On my ride home on the train today I was hoping to simply put my head on the window and fall asleep for 70 minutes while I rode to the end of the line. Not today. The usual train etiquette that calls for near silence as weary workers sink exhaustedly into the stained seats was violated by an obnoxious, chatty, awkwardly dressed, redheaded, chubby piece of crap guy talking to two women – middle-aged and elderly – about how children need to be disciplined today. He told a story about a nephew who threw stones at an antique car, causing $6000 worth of damage. "If he were my kid, I’d get out the belt and he wouldn’t be able to walk for days. That’s what kids need – a good beating. That’s what I got as a kid, and let me tell you, I never forgot it. Sure, I was still a bad kid, but I never forgot the beating my dad gave me."

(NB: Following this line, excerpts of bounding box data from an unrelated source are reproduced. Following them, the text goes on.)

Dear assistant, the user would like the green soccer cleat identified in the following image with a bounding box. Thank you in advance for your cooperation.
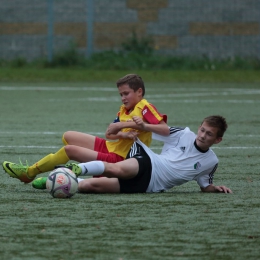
[55,163,82,176]
[2,161,34,183]
[32,177,48,190]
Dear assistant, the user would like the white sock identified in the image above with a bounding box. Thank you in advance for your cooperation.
[78,161,105,176]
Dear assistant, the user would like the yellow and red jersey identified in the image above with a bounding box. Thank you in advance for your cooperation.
[106,99,167,158]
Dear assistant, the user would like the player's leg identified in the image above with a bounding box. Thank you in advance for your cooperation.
[75,158,139,179]
[78,178,120,193]
[3,145,98,183]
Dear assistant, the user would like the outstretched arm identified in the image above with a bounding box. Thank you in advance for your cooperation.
[200,184,232,193]
[106,116,170,136]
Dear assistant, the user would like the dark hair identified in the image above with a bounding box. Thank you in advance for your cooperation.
[201,116,228,137]
[116,74,145,96]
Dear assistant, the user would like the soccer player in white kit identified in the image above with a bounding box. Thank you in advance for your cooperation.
[61,116,232,193]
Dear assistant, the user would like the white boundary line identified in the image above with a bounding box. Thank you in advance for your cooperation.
[0,145,260,150]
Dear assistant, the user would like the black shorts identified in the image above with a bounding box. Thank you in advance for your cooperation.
[118,143,152,193]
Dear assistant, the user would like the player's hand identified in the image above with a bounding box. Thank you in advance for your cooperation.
[123,131,139,141]
[133,116,145,129]
[215,186,233,193]
[106,122,121,135]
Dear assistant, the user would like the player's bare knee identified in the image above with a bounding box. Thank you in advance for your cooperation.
[64,145,77,160]
[105,163,122,178]
[62,131,73,145]
[78,180,94,193]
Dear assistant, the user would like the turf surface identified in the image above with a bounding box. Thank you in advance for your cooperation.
[0,80,260,260]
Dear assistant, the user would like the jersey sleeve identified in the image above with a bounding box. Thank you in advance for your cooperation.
[142,104,167,125]
[113,112,120,123]
[152,127,185,144]
[196,164,218,188]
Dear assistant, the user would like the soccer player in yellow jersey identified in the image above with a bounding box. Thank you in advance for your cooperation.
[3,74,169,185]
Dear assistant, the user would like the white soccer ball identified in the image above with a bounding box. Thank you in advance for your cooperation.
[46,168,78,198]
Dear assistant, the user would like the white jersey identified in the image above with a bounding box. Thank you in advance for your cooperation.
[137,127,218,192]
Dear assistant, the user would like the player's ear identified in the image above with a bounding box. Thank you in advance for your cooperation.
[137,88,144,96]
[214,137,223,144]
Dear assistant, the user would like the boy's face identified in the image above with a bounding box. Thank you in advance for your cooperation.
[196,122,222,151]
[118,84,143,110]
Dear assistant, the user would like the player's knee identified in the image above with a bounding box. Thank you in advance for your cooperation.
[62,131,73,145]
[105,163,123,178]
[64,144,77,160]
[78,180,99,193]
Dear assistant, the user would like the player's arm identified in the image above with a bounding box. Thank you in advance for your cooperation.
[106,116,170,136]
[200,184,232,193]
[105,127,139,140]
[132,116,170,136]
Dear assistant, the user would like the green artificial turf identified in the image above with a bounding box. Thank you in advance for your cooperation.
[0,67,260,83]
[0,76,260,260]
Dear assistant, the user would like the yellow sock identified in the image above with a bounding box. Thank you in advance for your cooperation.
[62,134,68,145]
[27,147,70,178]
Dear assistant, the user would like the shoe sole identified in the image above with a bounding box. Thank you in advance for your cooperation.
[3,161,34,183]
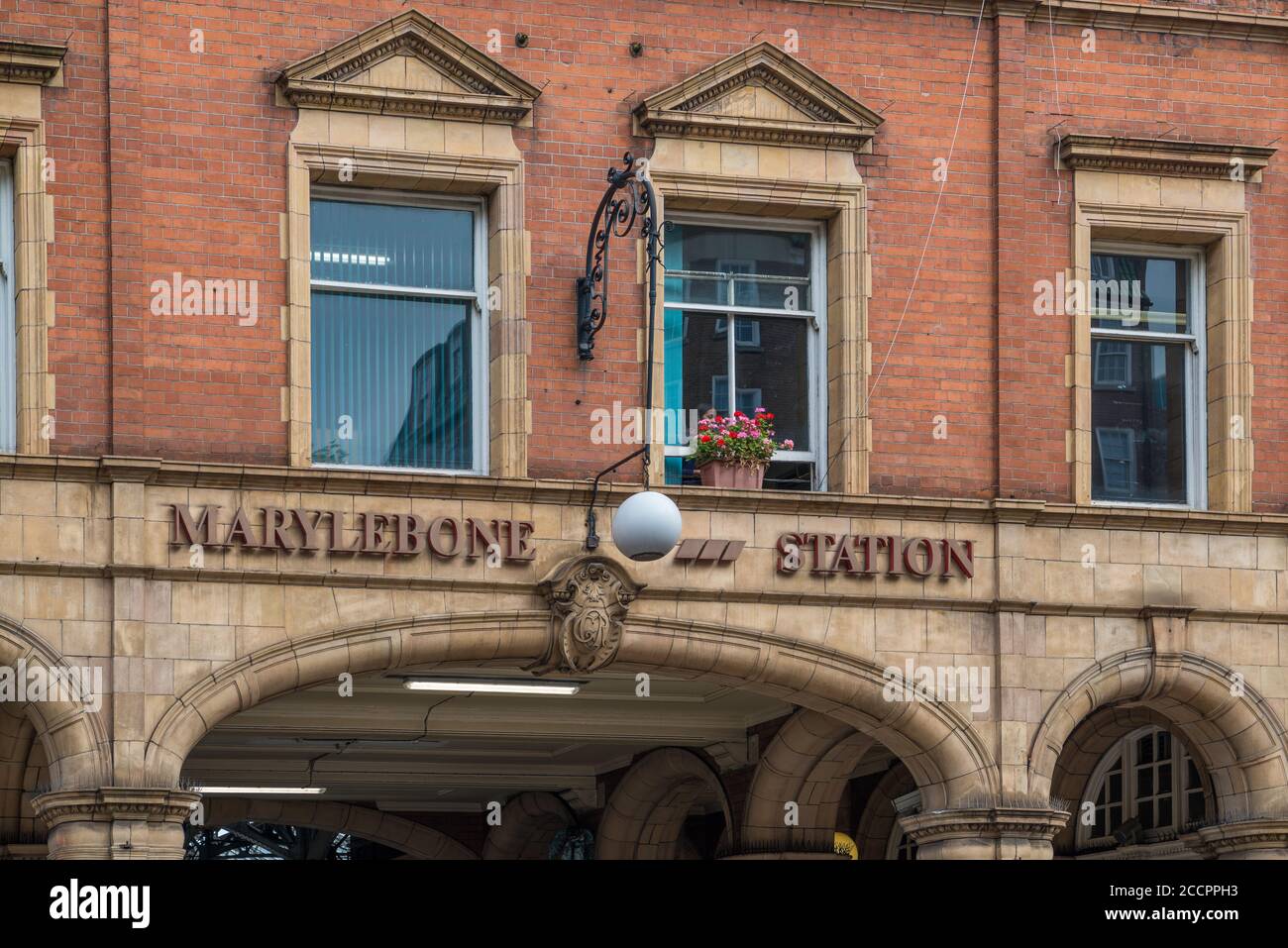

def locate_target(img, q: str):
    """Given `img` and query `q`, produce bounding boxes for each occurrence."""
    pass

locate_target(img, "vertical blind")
[0,159,18,451]
[312,200,477,471]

My stomach is starting to churn. I cannot decide whether I should throttle this piece of shit man or if I should pray for his children. I decide to pray. Yet my prayer is distracted by his loud voice and a sinister prayer that seeps unconsciously from my being, a prayer that somehow upon disembarking from the train this man may slip in the rain and whack his head on an unforgiving piece of steel. I try to squelch this prayer, and ask God to only regard my intentional prayer for his children, not my unintentional prayer for his demise.
But then he heaps racism on top of the child abuse he is already espousing. "Did you hear about the meeting Mayor Street had with all the parents of the delinquent students? (news article here) Yeah, he was telling them that they’d get arrested if they didn’t ensure their kids went to school. But some of the people were like, ‘Hey, I can’t take my kids to school – I’m a single mom, working two jobs, and I just can’t do it.’" He said this last line, quoting a mother who attended the meeting, in an exaggerated and condescending, mock African American accent and cadence. "Like hell you can’t," he continued, returning to his stern, white male, child-abusing voice. "If it were my kid, I’d make sure that he got there," he said, as he pounded his fist. "Sure, Whitey," I snap back at him in my head. "You try raising several kids on your own while working two dead-end jobs in the middle of a crime-rattled neighborhood. Guess what? Suburban towns like yours refuse to build affordable housing or provide public transportation or subsidized day care, so women like the one you are mocking are left to stagger and stumble under an oppressive socio-economic system that benefits white guys and makes life really difficult for black women. Shut the f*ck up."
It was at this point that I opened up my computer, put on my headphones, and cranked up some tunes by New Order, Monaco, and The Cure to drown out the waste of flesh that sat five feet from me. Any more of his hateful venom would have inspired me to a verbal confrontation and a release of the vicious anger that resides somewhere between my chest and my fist. And it doesn’t help that he showed up in my life during a week, a month, a year in which I am wading waist deep in the emotional morass of suffering and death, and confronting some of my own fears and anxieties in the process.
Now he’s getting off the train, and I almost stand to address him, to tell him that I’m praying for his children. But I sit down, and return to the keyboard. I do not need my prayer for his children to turn into a trigger for abuse. But I will pray for his children. And I’ll pray for him, too. He got off the train safely, so perhaps my prayer now will be for his transformation, that he might reject violence and seek to live with compassion, empathy, and love.
Lord, hear my prayer.
Take my anger, Jesus, and turn it into love.
Lead me to have compassion not only on the victims of violence, but also on the perpetrators, who themselves are victims of a dehumanizing and crippling sin.
Lord, hear my prayer, and let my cry come before you.
What a sad, sad person. It is easy to see the cause and effect there.
And how opposite our Heavenly Father deals with us!